Tag: python

  • Join two or more arrays using `numpy.concatenate`

    Join two or more arrays using `numpy.concatenate`

    np.concatenate is used for concatenating numpy arrays.
    We will discuss here some of the functionalities of this method of numpy arrays.
    It takes a list of two or more arrays as input argument, and some other keyword arguments, one of which we will cover here.

    Simplest usage of the concatenate method is as follows:

    Python
    import numpy as np
    
    # make two arrays
    a = np.array([1,2,3])
    b = np.array([4,5,6])
    
    # concatenate
    c = np.concatenate([a,b], axis=0)
    
    # print all the arrays and their shapes
    print('\n\n', a)
    print('\n\n', b)
    print('\n\n', c)
    
    print('\nshape of a = ', c.shape)
    print('\nshape of b = ', c.shape)
    print('\nshape of c = ', c.shape)
    a:
     [1 2 3]
    
    b:
     [4 5 6]
    
    c:
     [1 2 3 4 5 6]
    
    shape of a =  (6,)
    
    shape of b =  (6,)
    
    shape of c =  (6,)
    

    Both of the inputs in above code are one dimensional. Hence, they have just one axis. np.concatenate has keyword argument, axis, whose default value is 0. In the above code, we have written it explicitly for clarity.

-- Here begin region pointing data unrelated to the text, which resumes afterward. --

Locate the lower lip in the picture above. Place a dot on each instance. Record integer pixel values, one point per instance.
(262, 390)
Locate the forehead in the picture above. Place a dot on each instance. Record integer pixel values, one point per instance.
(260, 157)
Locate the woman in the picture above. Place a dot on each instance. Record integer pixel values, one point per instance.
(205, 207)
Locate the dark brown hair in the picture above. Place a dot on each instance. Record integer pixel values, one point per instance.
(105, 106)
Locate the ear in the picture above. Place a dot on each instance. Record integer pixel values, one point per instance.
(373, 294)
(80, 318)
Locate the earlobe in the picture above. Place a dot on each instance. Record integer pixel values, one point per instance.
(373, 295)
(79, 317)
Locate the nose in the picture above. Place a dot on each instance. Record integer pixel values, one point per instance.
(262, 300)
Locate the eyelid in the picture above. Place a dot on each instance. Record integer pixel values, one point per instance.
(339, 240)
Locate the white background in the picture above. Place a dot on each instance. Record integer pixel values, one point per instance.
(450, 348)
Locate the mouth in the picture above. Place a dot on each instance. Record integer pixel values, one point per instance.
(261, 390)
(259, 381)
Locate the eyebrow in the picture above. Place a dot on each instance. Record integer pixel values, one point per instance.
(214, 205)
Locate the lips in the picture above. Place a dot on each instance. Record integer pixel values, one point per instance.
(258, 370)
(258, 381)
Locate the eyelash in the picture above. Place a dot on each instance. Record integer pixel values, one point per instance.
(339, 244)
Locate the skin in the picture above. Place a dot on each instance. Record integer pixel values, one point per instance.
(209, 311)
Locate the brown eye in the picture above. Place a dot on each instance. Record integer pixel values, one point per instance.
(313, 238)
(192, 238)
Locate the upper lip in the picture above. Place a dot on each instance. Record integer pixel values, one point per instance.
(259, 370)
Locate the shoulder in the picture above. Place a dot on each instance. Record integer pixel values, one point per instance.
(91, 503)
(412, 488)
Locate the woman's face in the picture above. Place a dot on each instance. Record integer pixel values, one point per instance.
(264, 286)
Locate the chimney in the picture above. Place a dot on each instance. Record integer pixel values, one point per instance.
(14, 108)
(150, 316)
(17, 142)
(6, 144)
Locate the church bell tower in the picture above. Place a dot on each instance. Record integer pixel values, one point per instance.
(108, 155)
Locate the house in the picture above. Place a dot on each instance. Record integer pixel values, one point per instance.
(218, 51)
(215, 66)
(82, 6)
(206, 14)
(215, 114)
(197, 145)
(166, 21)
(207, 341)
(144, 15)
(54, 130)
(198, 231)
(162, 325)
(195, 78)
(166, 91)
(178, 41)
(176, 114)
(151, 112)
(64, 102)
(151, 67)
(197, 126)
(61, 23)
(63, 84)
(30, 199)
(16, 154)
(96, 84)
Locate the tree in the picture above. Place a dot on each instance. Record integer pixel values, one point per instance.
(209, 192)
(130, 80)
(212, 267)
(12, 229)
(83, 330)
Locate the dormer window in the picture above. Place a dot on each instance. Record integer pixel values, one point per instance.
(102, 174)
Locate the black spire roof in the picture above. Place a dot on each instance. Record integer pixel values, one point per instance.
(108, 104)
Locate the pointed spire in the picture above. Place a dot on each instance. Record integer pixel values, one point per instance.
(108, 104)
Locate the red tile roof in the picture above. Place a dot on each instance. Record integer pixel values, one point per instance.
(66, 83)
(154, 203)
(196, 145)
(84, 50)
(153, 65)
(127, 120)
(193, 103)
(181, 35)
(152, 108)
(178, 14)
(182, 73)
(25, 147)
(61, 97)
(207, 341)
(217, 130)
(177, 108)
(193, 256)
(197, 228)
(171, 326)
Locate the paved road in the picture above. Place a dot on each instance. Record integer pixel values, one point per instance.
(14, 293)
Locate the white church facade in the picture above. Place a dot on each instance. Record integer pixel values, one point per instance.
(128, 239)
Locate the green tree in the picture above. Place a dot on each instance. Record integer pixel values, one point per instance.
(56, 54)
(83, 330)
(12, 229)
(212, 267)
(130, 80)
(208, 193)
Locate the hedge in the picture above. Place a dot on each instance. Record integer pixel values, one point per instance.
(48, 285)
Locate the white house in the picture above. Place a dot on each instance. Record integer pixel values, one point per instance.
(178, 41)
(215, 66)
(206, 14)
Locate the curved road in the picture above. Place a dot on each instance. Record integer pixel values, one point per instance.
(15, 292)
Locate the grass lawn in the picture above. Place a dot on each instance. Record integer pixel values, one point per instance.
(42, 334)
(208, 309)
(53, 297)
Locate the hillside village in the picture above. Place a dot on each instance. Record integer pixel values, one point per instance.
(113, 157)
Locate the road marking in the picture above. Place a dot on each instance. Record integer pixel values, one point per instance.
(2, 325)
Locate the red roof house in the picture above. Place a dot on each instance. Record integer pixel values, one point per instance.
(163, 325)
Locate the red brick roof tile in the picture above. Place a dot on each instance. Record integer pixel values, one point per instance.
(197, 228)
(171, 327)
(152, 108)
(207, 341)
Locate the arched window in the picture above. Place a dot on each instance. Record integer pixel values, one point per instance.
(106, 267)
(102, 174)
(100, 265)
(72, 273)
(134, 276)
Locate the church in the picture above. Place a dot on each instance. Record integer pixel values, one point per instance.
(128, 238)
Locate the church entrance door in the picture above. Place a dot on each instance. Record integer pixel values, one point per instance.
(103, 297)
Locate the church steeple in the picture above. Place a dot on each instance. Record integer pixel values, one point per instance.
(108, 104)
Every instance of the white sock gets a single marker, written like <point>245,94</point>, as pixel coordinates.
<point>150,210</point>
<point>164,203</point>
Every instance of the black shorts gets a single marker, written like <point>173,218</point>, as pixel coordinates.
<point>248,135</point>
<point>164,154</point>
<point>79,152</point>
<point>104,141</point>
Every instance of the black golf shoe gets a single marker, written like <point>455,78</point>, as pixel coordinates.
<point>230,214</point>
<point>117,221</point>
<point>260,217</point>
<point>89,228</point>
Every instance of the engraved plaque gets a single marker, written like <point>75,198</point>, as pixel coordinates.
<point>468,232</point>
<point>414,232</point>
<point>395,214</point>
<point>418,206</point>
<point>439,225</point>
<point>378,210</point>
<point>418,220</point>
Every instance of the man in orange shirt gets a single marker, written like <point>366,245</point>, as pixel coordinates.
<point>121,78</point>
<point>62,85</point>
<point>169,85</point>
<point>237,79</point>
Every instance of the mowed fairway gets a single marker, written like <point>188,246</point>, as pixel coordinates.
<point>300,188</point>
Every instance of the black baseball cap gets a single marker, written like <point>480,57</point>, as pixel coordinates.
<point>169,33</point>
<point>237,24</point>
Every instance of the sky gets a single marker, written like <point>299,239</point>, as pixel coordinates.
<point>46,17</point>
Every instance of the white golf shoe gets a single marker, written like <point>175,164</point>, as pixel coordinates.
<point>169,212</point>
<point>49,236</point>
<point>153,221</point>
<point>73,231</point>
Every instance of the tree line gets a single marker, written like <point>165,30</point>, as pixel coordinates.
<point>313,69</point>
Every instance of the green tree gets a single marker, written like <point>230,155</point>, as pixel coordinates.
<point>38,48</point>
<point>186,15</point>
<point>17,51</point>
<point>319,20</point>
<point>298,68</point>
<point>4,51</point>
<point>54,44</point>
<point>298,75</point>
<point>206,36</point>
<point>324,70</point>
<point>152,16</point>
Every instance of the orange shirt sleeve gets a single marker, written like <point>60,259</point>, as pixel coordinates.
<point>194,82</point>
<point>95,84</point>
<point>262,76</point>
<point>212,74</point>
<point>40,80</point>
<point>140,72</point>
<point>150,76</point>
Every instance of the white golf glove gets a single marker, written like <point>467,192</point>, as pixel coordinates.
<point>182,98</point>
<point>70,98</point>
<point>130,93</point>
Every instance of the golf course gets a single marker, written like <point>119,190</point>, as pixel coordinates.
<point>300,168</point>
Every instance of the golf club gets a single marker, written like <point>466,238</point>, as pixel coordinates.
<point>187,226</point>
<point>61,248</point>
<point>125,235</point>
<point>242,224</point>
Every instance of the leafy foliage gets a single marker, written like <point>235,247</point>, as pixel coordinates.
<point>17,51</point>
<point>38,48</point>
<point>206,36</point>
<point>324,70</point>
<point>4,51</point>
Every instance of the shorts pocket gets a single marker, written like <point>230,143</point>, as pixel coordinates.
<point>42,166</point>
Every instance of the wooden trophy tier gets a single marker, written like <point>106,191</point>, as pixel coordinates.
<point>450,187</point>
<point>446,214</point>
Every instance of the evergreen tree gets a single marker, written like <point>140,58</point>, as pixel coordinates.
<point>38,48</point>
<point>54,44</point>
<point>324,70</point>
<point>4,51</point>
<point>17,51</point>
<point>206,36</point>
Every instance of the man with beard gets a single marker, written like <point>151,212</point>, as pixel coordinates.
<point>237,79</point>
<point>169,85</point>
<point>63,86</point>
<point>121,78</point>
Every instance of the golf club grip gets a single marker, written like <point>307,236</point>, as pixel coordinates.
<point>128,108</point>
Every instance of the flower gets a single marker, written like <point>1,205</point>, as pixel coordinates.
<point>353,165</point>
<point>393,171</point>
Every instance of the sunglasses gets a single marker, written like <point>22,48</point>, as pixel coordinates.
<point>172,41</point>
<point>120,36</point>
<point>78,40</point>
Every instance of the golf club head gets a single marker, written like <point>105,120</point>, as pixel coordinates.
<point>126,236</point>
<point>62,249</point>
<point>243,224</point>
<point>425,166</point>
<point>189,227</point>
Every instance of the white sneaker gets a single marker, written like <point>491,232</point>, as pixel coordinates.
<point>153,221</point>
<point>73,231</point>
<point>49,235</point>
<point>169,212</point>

    Let’s generate similar array of 2 dimensions. For this we need to provide the list of numbers inside a list to the np.array method.

    Python
    a = np.array([[1,2,3]])
    b = np.array([[4,5,6]])
    
    print('\n\nshape of a = ', a.shape)
    shape of a =  (1, 3)

    We can now see that the shape of the arrays a, and b is (1,3),
    meaning they have 1 row and 3 columns.

    The rows correspond to the 0 (zeroth) axis and the columns correspond
    to the 1 (first) axis.

    Let’s now say we want to stack the two arrays on top of each other. The resultant array should give us two rows and three columns.

    We use the concatenate method as follows:

    Python
    c = np.concatenate([a,b], axis=0)
    
    print('\n\na:\n', a)
    print('\n\nb:\n', b)
    print('\n\nc:\n', c)
    
    print('\n\nshape of c = ', c.shape)
    a:
     [[1 2 3]]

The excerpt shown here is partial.